Pipeteo de antiinmunoglobulinas en un panel de inmunofijación. El panel examina simultáneamente a 4 pacientes (uno en cada cuadrante). Cada paciente tiene 6 paneles de electroforesis: el de la izquierda es una electroforesis de proteínas séricas convencional . El resto recibe soluciones con inmunoglobulinas anti-IgG, anti-IgA, anti-IgM, anti-cadena ligera kappa y anti-cadena ligera lambda, respectivamente, de izquierda a derecha. Cada solución de antiinmunoglobulina está coloreada artificialmente para garantizar que coincida con el mapa de colores de la parte superior.Electroforesis de inmunofijación, representación esquemática: - A. Suero normal - B. Inmunoglobulina monoclonal intacta IgGλ - C, D. Inmunoglobulina monoclonal intacta IgDλ y cadena ligera libre λ (Fλ). Con. = Tinción por electroforesis convencional de la proteína total.
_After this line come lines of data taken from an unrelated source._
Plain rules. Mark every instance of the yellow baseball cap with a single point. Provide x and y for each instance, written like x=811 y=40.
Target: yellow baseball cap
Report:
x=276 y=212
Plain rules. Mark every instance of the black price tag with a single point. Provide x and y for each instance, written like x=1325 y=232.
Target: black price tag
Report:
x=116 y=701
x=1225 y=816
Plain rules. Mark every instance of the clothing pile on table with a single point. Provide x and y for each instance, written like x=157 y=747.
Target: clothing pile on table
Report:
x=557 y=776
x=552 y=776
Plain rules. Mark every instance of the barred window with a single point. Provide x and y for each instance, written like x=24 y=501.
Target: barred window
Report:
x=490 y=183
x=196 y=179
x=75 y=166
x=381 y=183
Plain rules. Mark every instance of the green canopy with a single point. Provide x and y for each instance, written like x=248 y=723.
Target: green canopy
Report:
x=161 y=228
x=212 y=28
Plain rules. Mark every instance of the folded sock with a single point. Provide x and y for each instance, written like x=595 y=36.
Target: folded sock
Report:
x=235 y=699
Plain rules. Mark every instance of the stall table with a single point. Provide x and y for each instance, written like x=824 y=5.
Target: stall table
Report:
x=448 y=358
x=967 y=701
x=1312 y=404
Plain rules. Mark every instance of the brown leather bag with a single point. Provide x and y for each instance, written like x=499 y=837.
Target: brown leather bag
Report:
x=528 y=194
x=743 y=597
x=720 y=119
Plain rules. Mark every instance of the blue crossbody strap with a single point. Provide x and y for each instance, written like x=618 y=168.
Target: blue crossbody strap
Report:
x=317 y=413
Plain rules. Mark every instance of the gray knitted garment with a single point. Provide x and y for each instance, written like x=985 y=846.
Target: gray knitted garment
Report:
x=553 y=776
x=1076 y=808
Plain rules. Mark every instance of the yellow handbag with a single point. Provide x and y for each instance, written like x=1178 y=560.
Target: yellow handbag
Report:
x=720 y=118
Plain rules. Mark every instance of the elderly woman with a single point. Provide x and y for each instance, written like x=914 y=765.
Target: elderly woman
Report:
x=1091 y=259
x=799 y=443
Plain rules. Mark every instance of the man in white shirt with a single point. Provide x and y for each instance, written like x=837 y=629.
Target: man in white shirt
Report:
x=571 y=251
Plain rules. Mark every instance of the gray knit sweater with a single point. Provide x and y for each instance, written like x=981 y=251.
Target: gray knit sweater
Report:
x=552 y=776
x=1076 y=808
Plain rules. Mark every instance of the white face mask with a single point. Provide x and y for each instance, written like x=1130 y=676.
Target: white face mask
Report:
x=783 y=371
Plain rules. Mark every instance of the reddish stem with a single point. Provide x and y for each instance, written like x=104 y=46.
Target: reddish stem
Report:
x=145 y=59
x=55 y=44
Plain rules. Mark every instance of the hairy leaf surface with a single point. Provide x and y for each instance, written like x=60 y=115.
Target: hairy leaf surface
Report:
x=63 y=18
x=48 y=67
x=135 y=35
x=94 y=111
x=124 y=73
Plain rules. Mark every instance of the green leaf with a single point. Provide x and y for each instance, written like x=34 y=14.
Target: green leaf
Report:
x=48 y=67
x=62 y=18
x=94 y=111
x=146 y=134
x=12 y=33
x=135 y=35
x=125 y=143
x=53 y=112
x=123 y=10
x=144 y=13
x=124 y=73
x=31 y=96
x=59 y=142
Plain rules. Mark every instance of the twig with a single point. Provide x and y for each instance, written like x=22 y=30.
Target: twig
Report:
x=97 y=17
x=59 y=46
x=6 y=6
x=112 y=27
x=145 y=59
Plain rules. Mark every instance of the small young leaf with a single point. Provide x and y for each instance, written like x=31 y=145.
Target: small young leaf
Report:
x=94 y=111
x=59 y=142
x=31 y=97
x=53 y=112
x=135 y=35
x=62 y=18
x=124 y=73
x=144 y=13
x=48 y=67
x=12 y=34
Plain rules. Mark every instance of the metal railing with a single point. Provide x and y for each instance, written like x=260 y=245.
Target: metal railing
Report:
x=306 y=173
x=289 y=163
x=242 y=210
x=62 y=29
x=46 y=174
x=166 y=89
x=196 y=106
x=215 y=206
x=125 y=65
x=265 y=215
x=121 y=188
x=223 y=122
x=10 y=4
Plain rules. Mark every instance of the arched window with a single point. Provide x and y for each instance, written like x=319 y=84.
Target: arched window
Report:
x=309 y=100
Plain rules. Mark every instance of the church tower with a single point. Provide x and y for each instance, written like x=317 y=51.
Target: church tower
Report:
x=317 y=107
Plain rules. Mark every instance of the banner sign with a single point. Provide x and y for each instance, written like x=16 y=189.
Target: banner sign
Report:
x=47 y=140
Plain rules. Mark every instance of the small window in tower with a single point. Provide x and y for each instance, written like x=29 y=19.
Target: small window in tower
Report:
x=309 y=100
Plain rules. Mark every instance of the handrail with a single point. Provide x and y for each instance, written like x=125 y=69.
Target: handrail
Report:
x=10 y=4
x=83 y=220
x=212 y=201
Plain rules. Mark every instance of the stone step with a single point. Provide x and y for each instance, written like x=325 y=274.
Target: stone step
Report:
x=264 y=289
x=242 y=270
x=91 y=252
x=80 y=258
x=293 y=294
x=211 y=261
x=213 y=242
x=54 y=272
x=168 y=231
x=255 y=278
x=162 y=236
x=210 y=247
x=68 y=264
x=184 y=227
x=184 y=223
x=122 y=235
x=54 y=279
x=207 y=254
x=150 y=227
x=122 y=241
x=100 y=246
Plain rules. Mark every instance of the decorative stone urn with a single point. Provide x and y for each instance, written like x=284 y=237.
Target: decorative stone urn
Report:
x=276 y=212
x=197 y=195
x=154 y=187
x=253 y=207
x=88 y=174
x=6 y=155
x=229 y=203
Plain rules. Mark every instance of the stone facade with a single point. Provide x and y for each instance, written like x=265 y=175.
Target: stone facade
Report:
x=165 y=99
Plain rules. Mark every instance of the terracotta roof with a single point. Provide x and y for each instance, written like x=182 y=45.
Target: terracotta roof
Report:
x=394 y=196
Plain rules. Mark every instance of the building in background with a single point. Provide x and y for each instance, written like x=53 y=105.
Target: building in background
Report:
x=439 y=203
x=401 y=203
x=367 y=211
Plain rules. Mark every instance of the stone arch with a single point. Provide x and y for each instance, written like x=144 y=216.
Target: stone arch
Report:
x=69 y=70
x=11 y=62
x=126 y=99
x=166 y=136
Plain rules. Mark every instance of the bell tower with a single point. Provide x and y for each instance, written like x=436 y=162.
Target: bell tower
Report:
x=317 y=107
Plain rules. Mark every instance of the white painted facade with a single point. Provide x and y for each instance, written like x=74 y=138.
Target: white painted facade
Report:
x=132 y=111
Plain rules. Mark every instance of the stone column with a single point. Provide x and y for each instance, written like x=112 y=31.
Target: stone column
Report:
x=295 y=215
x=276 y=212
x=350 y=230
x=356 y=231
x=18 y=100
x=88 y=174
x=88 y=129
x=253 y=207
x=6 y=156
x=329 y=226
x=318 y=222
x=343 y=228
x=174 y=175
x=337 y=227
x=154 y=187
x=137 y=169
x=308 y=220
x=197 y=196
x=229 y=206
El método detecta por precipitación : cuando un antígeno soluble (Ag) se pone en contacto con el anticuerpo correspondiente , se produce una precipitación, que puede ser visible a simple vista o al microscopio. [ cita requerida ]
La inmunofijación consiste en separar los anticuerpos de una mezcla en función de su movilidad electroforética específica . Para la identificación se utilizan antisueros específicos para los anticuerpos diana. [1]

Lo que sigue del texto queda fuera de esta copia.